Another, 12 when King, aged 46, first molested him, put up with the abuse for three years.

Like the other four teenagers the defendant targeted – some of whom are now undergoing counselling – he kept his ordeal a secret well into adulthood. Then he wrote to the conductor, who founded the renound King’s Consort orchestra and choir, accusing him of making his childhood “utterly miserable”.

But in court King – regarded as one of the leading British conductors of his generation – dismissed his accuser as a “looney … off his rocker”, and the letter recounting his suffering as just “five pages of vitriol”.

He insisted that all those levelling allegations against him were “absolute” liars.

But Sarah Whitehouse, prosecuting, told the jury: “It flies in the face of reason that five people should independently make these allegations up.” The five-man, seven-woman jury, which spent more than 21 hours over five days considering the evidence, agreed. The defendant, who has presented programmes for the BBC and toured the world with several orchestras, gasped, swayed and paled visibly as the first guilty verdict was announced.

Altogether he was convicted of 14 counts of indecent assault over an 11-year period.

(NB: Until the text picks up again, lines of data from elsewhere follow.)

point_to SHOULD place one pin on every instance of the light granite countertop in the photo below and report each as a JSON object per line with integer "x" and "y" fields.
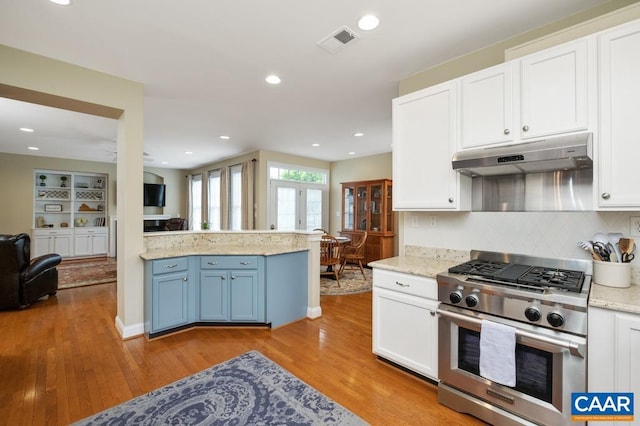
{"x": 220, "y": 249}
{"x": 430, "y": 262}
{"x": 617, "y": 299}
{"x": 414, "y": 265}
{"x": 160, "y": 245}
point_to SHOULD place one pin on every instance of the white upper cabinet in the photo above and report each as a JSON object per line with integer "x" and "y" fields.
{"x": 542, "y": 94}
{"x": 554, "y": 90}
{"x": 487, "y": 106}
{"x": 425, "y": 132}
{"x": 619, "y": 150}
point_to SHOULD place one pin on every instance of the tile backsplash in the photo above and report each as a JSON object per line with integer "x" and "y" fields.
{"x": 544, "y": 234}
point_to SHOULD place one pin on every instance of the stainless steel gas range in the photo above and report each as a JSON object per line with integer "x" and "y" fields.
{"x": 540, "y": 306}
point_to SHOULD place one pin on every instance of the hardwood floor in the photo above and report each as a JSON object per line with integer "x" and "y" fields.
{"x": 62, "y": 360}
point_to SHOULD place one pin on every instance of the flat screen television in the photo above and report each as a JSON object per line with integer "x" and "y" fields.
{"x": 154, "y": 195}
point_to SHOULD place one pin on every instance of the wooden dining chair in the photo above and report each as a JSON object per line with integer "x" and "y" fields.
{"x": 354, "y": 254}
{"x": 330, "y": 256}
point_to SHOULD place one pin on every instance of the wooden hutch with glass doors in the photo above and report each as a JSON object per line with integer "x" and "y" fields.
{"x": 366, "y": 206}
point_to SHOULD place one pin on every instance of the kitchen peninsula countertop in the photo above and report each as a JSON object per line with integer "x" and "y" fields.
{"x": 617, "y": 299}
{"x": 219, "y": 249}
{"x": 160, "y": 245}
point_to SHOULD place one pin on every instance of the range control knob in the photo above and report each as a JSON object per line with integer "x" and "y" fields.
{"x": 471, "y": 301}
{"x": 532, "y": 314}
{"x": 555, "y": 319}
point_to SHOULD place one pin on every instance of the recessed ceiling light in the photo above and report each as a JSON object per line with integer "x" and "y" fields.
{"x": 272, "y": 79}
{"x": 368, "y": 22}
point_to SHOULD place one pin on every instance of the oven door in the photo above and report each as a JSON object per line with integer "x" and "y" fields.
{"x": 550, "y": 365}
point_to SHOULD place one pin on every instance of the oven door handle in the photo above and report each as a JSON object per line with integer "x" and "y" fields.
{"x": 575, "y": 349}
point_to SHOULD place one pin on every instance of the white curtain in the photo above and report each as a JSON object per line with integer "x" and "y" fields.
{"x": 189, "y": 202}
{"x": 248, "y": 209}
{"x": 224, "y": 198}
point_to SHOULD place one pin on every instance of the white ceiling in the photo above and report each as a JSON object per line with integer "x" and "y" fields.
{"x": 203, "y": 64}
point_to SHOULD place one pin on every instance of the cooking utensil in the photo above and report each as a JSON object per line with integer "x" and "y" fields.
{"x": 601, "y": 250}
{"x": 613, "y": 255}
{"x": 613, "y": 238}
{"x": 627, "y": 247}
{"x": 589, "y": 247}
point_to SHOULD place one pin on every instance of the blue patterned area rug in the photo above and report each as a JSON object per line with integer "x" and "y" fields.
{"x": 247, "y": 390}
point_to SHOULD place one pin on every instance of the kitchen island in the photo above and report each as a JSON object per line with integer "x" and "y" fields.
{"x": 258, "y": 278}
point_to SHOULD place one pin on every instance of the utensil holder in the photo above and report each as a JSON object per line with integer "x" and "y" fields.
{"x": 612, "y": 274}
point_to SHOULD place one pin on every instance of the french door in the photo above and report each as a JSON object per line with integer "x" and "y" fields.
{"x": 297, "y": 206}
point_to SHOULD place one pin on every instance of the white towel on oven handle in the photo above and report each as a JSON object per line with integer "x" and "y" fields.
{"x": 498, "y": 353}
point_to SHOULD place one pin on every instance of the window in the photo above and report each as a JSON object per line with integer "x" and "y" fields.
{"x": 235, "y": 198}
{"x": 195, "y": 202}
{"x": 214, "y": 199}
{"x": 298, "y": 198}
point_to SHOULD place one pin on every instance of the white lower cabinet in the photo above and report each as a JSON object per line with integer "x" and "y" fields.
{"x": 70, "y": 242}
{"x": 405, "y": 324}
{"x": 58, "y": 241}
{"x": 614, "y": 344}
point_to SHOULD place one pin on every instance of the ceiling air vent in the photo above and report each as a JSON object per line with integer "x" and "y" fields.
{"x": 338, "y": 39}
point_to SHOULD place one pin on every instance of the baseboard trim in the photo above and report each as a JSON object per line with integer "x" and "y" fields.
{"x": 129, "y": 331}
{"x": 314, "y": 313}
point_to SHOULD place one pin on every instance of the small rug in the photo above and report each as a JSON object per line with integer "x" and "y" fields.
{"x": 248, "y": 389}
{"x": 77, "y": 273}
{"x": 351, "y": 282}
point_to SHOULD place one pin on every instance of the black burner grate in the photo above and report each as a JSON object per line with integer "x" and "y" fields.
{"x": 522, "y": 274}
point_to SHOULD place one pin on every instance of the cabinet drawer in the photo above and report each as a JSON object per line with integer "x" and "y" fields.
{"x": 174, "y": 264}
{"x": 228, "y": 262}
{"x": 405, "y": 283}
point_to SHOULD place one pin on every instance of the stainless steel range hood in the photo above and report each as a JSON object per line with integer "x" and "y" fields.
{"x": 571, "y": 152}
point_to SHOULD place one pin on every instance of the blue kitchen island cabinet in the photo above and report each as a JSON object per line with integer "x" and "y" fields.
{"x": 232, "y": 289}
{"x": 262, "y": 290}
{"x": 287, "y": 289}
{"x": 167, "y": 304}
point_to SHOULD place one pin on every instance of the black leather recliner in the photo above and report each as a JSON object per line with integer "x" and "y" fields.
{"x": 22, "y": 281}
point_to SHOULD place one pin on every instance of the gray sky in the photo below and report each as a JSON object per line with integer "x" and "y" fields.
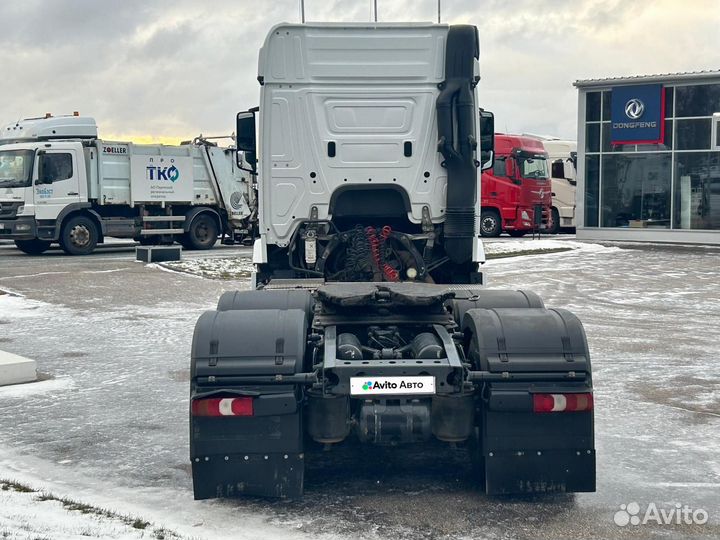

He was cleared earlier of a 15th similar count on the judge’s directions.

Outside court, case officer Dc Emma Macdonald, said: “The conviction of King is testimony to the strength of character shown by his victims to come forward and confront what he did to them.

“The victims spoke of the detriment King’s actions had and, in some cases, continue to have on them.”

The court heard King, of The Old Rectory, Alpherton, Suffolk, was “very well-known in musical circles”.

He made his debut at the BBC Proms in 1991.